I programmi uccisi in culla nei penultimi giorni della tv generalista

Barbara D'Urso (Lapresse)

ROMA – Tre programmi “esonerati” quando il “campionato” della stagione televisiva 2011-2012 non è ancora iniziato. Un brutto segnale che fa gridare “è tutto finito” ai critici tv e agli addetti ai lavori. è finita la tv generalista, sono morti i format, si è spento da quel dì il varietà, i reality iniziano a “rompere i cabbasisi” – come direbbe Montalbano. Tutto vero, ma tutto vero a metà.

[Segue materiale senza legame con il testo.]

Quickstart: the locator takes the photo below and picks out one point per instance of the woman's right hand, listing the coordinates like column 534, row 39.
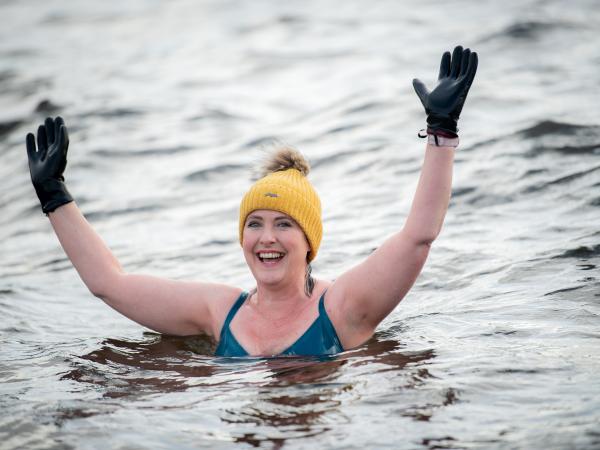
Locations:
column 48, row 162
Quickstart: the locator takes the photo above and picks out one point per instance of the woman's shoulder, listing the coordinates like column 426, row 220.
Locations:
column 223, row 297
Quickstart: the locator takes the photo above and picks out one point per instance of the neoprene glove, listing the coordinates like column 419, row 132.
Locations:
column 444, row 103
column 47, row 164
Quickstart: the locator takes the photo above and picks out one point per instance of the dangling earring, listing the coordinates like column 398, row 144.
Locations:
column 309, row 281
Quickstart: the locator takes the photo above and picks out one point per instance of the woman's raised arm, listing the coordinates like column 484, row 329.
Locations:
column 367, row 293
column 167, row 306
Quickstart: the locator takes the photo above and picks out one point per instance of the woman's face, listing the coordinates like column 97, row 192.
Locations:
column 275, row 246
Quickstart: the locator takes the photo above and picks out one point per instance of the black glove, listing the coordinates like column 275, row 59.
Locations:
column 47, row 164
column 444, row 104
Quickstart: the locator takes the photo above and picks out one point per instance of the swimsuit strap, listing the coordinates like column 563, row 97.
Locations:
column 322, row 304
column 234, row 309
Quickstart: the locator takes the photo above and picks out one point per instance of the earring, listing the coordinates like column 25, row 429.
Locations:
column 309, row 281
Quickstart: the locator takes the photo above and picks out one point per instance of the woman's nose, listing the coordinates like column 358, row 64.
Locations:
column 267, row 236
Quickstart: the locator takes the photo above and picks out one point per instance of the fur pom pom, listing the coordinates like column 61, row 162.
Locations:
column 283, row 158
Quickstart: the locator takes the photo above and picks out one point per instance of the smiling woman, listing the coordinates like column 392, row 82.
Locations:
column 280, row 230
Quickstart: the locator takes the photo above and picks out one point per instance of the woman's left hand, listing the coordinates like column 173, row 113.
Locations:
column 444, row 103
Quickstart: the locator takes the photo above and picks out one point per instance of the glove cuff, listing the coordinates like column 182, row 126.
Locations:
column 437, row 124
column 52, row 193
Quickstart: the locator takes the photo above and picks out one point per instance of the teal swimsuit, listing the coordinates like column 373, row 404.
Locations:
column 319, row 339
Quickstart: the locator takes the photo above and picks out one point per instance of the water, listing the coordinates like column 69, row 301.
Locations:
column 168, row 105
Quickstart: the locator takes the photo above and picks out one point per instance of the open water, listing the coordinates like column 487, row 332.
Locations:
column 168, row 105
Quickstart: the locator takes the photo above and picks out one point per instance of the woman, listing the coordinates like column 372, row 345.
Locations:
column 280, row 229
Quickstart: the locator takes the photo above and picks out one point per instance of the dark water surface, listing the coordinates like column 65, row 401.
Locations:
column 169, row 103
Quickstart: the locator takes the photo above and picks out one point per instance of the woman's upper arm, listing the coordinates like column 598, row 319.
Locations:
column 170, row 306
column 364, row 295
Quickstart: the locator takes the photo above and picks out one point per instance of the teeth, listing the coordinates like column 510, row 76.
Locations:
column 270, row 255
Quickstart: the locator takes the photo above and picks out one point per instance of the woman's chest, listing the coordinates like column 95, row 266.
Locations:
column 261, row 335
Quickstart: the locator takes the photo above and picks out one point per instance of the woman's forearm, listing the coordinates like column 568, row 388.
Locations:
column 432, row 196
column 90, row 256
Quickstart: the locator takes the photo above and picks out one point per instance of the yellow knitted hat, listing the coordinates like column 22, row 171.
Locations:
column 285, row 188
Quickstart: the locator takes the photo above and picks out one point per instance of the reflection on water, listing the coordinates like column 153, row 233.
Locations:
column 298, row 396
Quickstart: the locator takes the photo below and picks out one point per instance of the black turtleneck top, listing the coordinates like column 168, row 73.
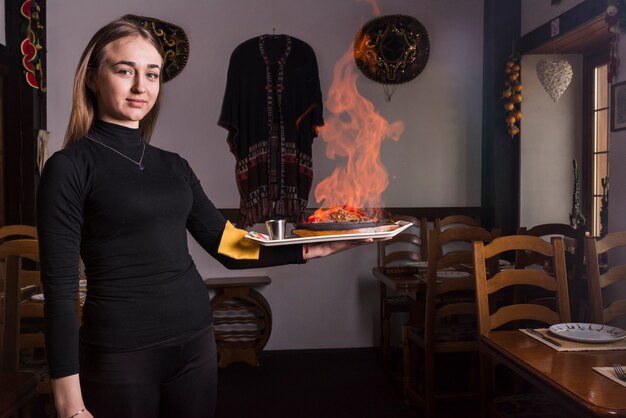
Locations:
column 129, row 227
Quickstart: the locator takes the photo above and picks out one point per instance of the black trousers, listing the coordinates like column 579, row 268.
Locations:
column 170, row 380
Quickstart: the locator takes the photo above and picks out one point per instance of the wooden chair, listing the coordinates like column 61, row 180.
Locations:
column 574, row 261
column 606, row 282
column 404, row 248
column 10, row 232
column 495, row 313
column 450, row 318
column 23, row 340
column 17, row 232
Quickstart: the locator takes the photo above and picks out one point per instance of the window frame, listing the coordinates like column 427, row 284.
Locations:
column 590, row 62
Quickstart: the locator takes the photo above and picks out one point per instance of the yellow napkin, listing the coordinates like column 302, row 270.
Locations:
column 234, row 245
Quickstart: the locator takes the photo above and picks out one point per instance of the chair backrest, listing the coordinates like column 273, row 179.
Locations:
column 17, row 231
column 510, row 312
column 17, row 311
column 453, row 296
column 574, row 254
column 29, row 250
column 455, row 221
column 407, row 246
column 606, row 306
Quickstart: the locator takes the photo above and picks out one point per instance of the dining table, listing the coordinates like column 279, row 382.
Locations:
column 568, row 377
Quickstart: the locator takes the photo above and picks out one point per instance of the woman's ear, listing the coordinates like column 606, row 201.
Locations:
column 91, row 80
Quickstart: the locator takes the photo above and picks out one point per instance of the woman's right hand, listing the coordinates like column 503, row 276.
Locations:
column 68, row 399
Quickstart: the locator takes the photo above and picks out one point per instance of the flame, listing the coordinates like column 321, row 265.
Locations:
column 355, row 130
column 328, row 215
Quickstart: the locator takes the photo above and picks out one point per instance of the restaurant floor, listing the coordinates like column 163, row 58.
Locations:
column 319, row 384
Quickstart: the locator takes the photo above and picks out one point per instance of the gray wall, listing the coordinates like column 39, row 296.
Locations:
column 328, row 303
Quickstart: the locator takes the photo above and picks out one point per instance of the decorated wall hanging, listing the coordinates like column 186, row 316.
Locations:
column 555, row 76
column 512, row 95
column 392, row 50
column 615, row 17
column 173, row 40
column 32, row 45
column 272, row 109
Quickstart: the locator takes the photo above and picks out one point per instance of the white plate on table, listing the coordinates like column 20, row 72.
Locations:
column 418, row 264
column 452, row 274
column 264, row 240
column 588, row 333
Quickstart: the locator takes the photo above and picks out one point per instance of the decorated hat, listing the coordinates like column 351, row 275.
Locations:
column 173, row 40
column 392, row 49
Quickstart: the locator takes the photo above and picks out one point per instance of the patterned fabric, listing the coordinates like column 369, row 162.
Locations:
column 272, row 107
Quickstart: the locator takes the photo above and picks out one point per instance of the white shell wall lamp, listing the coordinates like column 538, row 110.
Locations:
column 555, row 76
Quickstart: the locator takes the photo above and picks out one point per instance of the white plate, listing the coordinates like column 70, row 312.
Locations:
column 264, row 240
column 418, row 264
column 452, row 274
column 588, row 333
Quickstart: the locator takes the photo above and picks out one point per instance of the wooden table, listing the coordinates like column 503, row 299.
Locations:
column 564, row 375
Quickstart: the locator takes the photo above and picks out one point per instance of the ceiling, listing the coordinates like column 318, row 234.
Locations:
column 589, row 36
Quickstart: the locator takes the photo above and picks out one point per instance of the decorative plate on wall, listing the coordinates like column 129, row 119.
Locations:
column 392, row 49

Prendiamo in considerazione i tre programmi uccisi nella culla: Star Academy (Raidue), conduttore “Dj Francesco” alias Facchinetti junior, che doveva sostituire un cavallo vincente come X-Factor di Simona Ventura, migrata a Sky. Baila!, conduttrice Barbara D’Urso, che voleva essere la risposta di Canale 5 a Ballando con le Stelle del tandem Milly Carlucci-Raiuno. Quella Raiuno che ha provato a lanciare Me lo dicono tutti con Pino Insegno, senza successo.

Fra i tre fallimenti contiamo due ricalchi di un format vincente e un varietà nuovo. Un risultato che potrebbe far puntare i direttori delle reti generaliste a una strategia difensiva. I primi canali del telecomando, grandi contenitori di programmi quanto più possibile “maggioritari” e trasversali, sono sotto attacco dalle nuove forme di intrattenimento da schermo che offrono opzioni “minoritarie” e fatte a misura di “segmento”: girando fra digitale terrestre, satellite e internet, il professore universitario trova il suo documentario, l’appassionata di cucina trova mille programmi a tema, il cinefilo trova film e serie tv mai arrivate in Italia, il ragazzino trova il video strano.

La strategia difensiva consiste nel rifugiarsi sotto la tonaca di Don Matteo o dietro il camice di Un medico in famiglia. Ovvero in quei programmi e serie tv che vanno bene e continuano ad andare bene perché sortiscono l’effetto rassicurante del già visto. C’è ancora in Italia una buona fetta di pubblico che nulla vuole sapere del caleidoscopio di opportunità che gli offre la post-modernità catodica, che non si spinge con lo zapping oltre le colonne d’Ercole dei 9 tasti dei vecchi telecomandi. Questa è un’opzione.

L’altra sarebbe quella di investire sugli autori, di uscire dalla dipendenza da format – perché spesso, grazie a Dio, un reality che furoreggia in California non viene apprezzato ugualmente in Abruzzo. Di cercare di rilanciare la haute couture che in altre epoche ha fatto la fortuna della televisione italiana: programmi fatti su misura, artigianali e originali, che magari non necessitino di costi produttivi faraonici, al passo coi tempi magri dello spread e del default.